3. Know Your Characters
House never changes. He develops. We see him soften sometimes, even cheer up for a while, but at the end of the day, he’s still the same miserable git we meet in episode one. I’ve always been a character campaigner. You can’t tell a story without the people. And for me, I need to know those characters. I know, without hesitation, that thrown any situation, I could take any of my current class of characters and tell you how they’d react. I suspect the writers of House could too. Never, in eight series, did I sit up and go ‘huh?’ as a character did something clearly only necessary for the plot but so far out of their personality it makes you blink in triplicate. Castle towards the end of season 5 sees Rick do this (making for me the resulting finale predictable and a little dull – which is a shame because I loved the series as a whole). But shows do it all the time. Ignore personality for plot. It’s one of my pet peevs. Even the patients stayed true to the personalities they were given. And for me, that kept the show real.
4. Nobody’s perfect
Another character point. When I first started out writing, I was looking for inspiration for characters and so I took a sheet of paper and drew threw columns. In the first I wrote the names of people I knew, in the second, I wrote all the good things in their lives (e.g. stable jobs, good car, nice kids, intelligent etc…) and in the third, all the bad things, (e.g. parent died of cancer, unbearably selfish, job they hate…). My conclusion was simple. No one is perfect. House had no perfect characters. Everyone did stupid things. Everyone made mistakes. And everyone then lived with them. Two things House did that all writers should learn from. Firstly, develop characters into flawed people. I never liked Foreman. I thought he was jumped up and rude. But that to me just made the show richer. We don’t like everyone we meet. Again, it kept the show real. Even Wilson, the supposed white knight, was hopelessly flawed. Secondly, they actually watched their own show. Again, (sorry Castle) but season 5 was a perfect example. Something happened in the double episode, something pretty dramatic for character development and then it was basically ignored for the rest of the series. I think it’s referred to once. That kind of thing really annoys me. House would refer to things in season eight that happened four, five, six, seasons ago. For me, it kept the character development rounded and consistent.

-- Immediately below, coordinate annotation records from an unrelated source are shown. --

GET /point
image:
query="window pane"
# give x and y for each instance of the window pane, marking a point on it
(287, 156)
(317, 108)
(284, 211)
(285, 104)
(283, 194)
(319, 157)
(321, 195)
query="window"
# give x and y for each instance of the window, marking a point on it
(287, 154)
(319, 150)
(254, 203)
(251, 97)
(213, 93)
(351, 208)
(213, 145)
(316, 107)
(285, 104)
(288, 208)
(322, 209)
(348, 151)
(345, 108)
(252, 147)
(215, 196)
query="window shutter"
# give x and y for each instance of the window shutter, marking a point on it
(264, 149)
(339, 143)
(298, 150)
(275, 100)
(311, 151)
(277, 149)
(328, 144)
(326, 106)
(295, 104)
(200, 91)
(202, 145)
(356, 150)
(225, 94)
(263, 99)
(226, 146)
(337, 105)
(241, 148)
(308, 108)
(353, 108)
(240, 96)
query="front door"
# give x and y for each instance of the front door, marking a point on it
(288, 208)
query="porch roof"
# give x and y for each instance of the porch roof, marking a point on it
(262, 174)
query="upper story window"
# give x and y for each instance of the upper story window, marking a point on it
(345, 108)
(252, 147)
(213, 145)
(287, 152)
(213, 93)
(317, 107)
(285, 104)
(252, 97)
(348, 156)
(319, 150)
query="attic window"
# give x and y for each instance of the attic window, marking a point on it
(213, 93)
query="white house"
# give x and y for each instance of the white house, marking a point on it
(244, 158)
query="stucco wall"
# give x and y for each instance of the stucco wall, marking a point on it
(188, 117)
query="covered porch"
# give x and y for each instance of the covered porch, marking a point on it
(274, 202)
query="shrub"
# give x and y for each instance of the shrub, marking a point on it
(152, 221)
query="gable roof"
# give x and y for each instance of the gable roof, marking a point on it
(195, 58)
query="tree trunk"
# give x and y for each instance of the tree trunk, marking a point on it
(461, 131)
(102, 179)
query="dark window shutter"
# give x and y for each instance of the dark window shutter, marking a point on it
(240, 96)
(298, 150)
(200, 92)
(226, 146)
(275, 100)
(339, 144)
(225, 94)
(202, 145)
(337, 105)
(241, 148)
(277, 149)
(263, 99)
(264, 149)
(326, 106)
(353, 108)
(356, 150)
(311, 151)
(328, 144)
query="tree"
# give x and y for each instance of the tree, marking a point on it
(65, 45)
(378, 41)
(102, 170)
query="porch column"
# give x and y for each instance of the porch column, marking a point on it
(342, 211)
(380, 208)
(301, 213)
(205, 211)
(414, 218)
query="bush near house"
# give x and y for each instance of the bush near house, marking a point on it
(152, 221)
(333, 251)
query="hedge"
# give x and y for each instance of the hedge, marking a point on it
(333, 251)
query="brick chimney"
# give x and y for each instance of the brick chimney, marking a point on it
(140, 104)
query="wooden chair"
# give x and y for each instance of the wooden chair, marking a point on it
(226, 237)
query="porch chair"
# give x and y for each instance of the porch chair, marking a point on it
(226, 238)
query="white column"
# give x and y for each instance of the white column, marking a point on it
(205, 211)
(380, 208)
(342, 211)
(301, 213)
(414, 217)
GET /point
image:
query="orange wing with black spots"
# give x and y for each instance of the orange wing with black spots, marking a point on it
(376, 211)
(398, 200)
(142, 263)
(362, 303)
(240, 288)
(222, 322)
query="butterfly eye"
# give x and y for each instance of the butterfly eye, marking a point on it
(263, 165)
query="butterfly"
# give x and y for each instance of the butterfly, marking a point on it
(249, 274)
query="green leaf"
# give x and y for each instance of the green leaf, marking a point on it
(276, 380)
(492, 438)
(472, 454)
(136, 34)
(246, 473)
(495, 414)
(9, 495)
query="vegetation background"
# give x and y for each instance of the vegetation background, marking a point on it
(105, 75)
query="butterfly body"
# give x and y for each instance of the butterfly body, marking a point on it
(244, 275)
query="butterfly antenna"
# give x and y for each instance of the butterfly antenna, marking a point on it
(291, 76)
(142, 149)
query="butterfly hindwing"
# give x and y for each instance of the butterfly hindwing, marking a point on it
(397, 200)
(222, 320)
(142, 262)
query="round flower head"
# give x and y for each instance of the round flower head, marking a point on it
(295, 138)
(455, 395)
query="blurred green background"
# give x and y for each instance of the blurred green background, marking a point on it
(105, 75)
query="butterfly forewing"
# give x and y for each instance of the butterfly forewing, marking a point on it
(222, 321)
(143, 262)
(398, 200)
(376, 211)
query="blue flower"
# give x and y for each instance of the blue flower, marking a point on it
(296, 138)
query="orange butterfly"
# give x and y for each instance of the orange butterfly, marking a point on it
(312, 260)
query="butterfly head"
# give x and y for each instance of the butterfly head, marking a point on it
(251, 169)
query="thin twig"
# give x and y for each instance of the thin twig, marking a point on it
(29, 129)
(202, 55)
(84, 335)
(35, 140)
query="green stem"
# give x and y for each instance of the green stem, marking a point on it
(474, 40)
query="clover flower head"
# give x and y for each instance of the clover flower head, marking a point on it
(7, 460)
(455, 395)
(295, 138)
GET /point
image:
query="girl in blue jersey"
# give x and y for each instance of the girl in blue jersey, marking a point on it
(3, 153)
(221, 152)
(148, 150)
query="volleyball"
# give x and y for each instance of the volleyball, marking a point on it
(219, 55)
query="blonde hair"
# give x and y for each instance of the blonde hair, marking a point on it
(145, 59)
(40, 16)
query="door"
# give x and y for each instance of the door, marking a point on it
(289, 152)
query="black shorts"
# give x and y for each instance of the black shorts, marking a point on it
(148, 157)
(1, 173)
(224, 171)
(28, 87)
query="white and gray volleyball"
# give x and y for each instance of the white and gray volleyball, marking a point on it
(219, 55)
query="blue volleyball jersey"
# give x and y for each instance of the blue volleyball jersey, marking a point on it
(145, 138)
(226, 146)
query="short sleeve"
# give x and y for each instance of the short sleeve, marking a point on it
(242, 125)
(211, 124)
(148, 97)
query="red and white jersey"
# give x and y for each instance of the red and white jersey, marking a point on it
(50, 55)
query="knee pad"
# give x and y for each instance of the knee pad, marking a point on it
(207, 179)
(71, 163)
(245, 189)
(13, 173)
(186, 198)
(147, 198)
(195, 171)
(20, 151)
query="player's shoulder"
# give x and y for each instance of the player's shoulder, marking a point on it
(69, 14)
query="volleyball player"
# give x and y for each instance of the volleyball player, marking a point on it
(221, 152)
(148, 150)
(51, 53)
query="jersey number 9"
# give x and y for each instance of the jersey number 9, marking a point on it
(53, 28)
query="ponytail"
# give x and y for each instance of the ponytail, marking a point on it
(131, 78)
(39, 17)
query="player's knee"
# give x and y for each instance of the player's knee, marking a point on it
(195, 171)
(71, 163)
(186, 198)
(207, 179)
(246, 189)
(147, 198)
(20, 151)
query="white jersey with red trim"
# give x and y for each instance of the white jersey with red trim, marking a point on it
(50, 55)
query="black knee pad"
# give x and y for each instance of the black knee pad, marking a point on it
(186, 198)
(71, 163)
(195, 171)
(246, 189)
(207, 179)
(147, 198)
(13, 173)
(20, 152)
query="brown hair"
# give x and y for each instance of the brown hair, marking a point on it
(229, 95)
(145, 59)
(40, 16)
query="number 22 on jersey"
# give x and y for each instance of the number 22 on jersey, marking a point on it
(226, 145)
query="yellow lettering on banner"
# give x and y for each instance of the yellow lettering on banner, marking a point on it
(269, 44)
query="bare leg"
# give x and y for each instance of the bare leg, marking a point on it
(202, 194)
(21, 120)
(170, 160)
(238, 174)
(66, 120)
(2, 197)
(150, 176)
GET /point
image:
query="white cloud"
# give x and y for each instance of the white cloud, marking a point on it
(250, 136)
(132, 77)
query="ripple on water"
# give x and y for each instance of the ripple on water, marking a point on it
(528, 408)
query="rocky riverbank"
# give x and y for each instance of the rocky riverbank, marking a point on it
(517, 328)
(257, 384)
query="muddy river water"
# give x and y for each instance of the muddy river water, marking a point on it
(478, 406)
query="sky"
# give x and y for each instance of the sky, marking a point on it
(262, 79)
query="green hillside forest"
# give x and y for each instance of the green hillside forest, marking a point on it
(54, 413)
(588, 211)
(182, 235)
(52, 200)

Just a little footnote on characters: Gregory House was based on Sherlock Holmes. The flawed genius. No one would accuse them of stealing Conan-Doyle’s story or character but once told the likenesses are obvious. Lesson learnt: everyone learns from the masters no matter who they are.
5. Know when to quit
The most important lesson of all. We all know the old adage ‘quit while you are ahead’. Sadly most TV shows don’t. Take Chuck as an example. Sequels are good. People want more. But don’t try and flog a dead donkey. The best, most loved shows/books/series are those that had a finite end. Harry Potter, House, Merlin. They ended while the going was good. If you can feel the story slipping away. Don’t try to hold on, let it finish. Move on. There are a million more stories out there to be told.